Several actions now look prudent:

  • Pre-book critical freight earlier. Short lead times become more expensive first.
  • Audit fuel-surcharge exposure. Contract freight may show cost increases before any base-rate reset.
  • Tighten forecast accuracy. Better order visibility improves routing-guide compliance and reduces expensive overflow freight.
  • Protect core-carrier relationships. In a tightening market, dependable service often comes from carriers with committed network freight, not the cheapest one-off spot option.
  • Revisit modal fit. Some freight can move to intermodal or be rescheduled, but urgent plant and project freight often cannot.
  • Scrub accessorials and loading discipline. Detention, layovers, and poor appointment performance get costlier when carriers have alternatives.

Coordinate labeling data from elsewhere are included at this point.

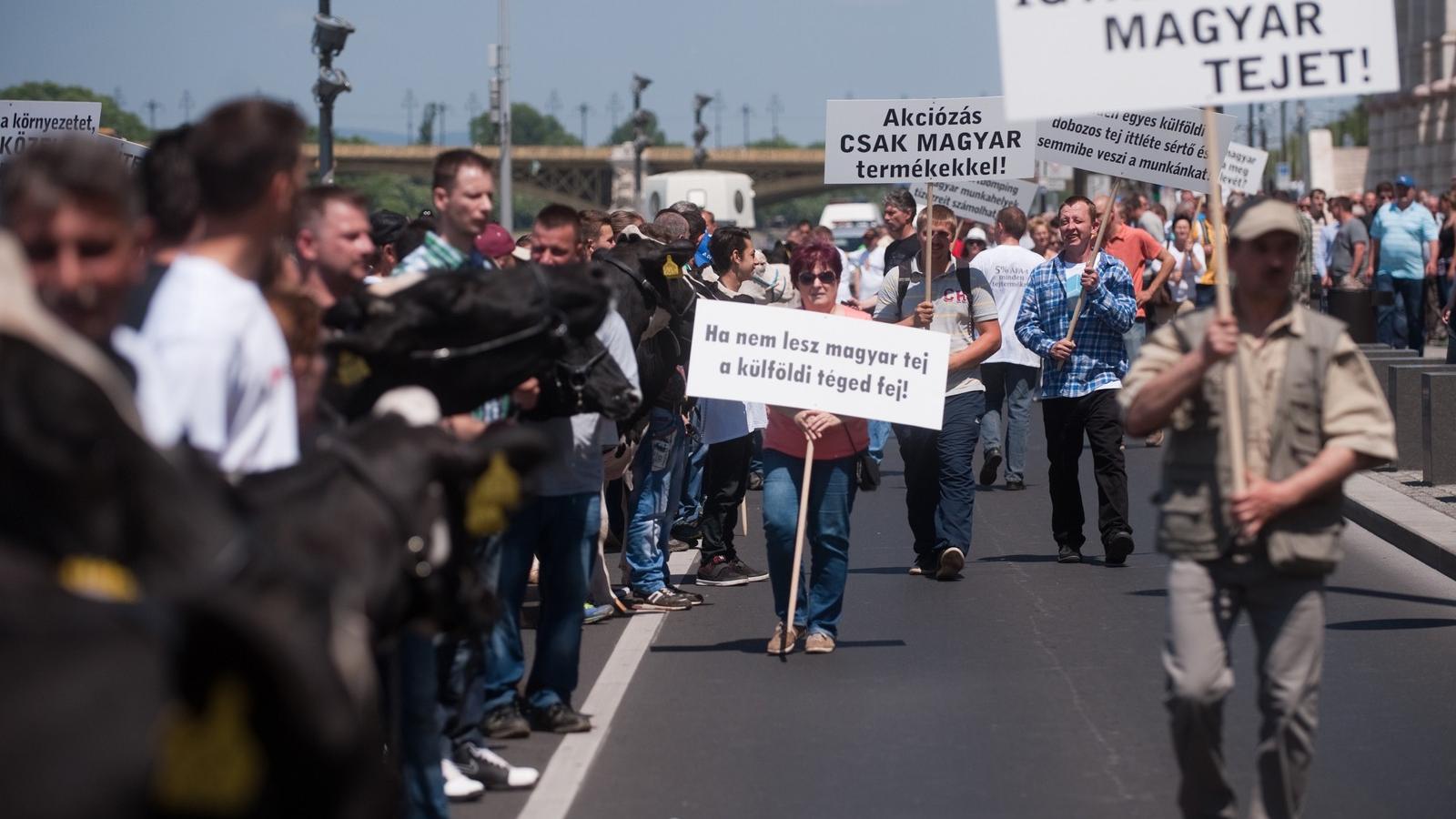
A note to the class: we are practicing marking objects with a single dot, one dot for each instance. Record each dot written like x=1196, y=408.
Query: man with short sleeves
x=218, y=350
x=939, y=484
x=1009, y=373
x=1404, y=248
x=1081, y=379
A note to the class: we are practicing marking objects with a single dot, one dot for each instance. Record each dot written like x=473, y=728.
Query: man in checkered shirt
x=1081, y=379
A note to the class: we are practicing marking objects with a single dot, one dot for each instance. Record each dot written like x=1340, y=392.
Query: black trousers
x=725, y=481
x=1067, y=421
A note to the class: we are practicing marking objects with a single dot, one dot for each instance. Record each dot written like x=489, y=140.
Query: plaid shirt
x=1099, y=358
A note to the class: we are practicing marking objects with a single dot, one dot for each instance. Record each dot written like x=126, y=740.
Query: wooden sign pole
x=1232, y=407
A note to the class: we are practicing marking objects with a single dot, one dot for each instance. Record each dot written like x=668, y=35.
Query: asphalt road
x=1024, y=690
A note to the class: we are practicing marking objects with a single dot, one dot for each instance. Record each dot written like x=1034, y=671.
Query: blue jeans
x=561, y=531
x=1401, y=324
x=826, y=535
x=655, y=481
x=878, y=435
x=939, y=484
x=1009, y=383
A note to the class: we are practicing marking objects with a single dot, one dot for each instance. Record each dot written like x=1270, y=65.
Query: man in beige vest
x=1312, y=417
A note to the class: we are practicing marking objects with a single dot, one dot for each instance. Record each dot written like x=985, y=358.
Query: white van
x=727, y=194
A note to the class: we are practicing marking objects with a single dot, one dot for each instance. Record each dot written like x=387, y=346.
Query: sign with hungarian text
x=924, y=140
x=1116, y=55
x=788, y=358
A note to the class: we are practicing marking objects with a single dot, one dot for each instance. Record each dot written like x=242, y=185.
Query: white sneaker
x=459, y=787
x=492, y=771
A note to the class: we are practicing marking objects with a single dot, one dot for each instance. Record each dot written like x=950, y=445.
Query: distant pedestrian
x=1314, y=416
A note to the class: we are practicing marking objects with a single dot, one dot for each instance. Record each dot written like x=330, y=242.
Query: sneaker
x=1118, y=547
x=778, y=644
x=692, y=596
x=506, y=722
x=819, y=643
x=597, y=614
x=723, y=571
x=560, y=717
x=951, y=562
x=459, y=787
x=989, y=467
x=490, y=770
x=664, y=601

The broader takeaway is that April 2026 looks less like a temporary pricing blip and more like a turning point in domestic truckload procurement. The market is not back to 2021 conditions, but the direction of travel is clear: tighter capacity, faster spot repricing, and fuel-linked invoice inflation are arriving at the same time.

For CAP Logistics readers, this matters most where truckload reliability supports plant uptime, maintenance execution, project schedules, or expedited industrial replenishment. In that environment, the highest-risk assumption is that domestic capacity will remain easy and inexpensive to secure on demand.

FAQ

Why are truckload costs rising so quickly in April 2026?

Because two forces are hitting at once: available truck capacity is tightening and diesel prices are rising sharply. Spot rates are moving up as carriers gain leverage, while fuel surcharge formulas tied to the DOE/EIA benchmark are also lifting contract freight costs.

Is this only a spot-market issue?

No. Spot rates usually move first, but contract freight can also get more expensive through fuel surcharges even before base linehaul contracts are repriced. Narrowing gaps between spot and contract rates also suggest broader tightening.

Which shipments are most exposed?

Time-sensitive freight is most exposed first, including maintenance materials, MRO replenishment, reefer freight, outage-related shipments, and overflow loads that fall outside primary routing guides.

What should logistics teams do differently now?

Book critical freight earlier, audit fuel-surcharge exposure, improve shipment forecasting, protect core-carrier commitments, and reduce reliance on last-minute spot buys for essential freight.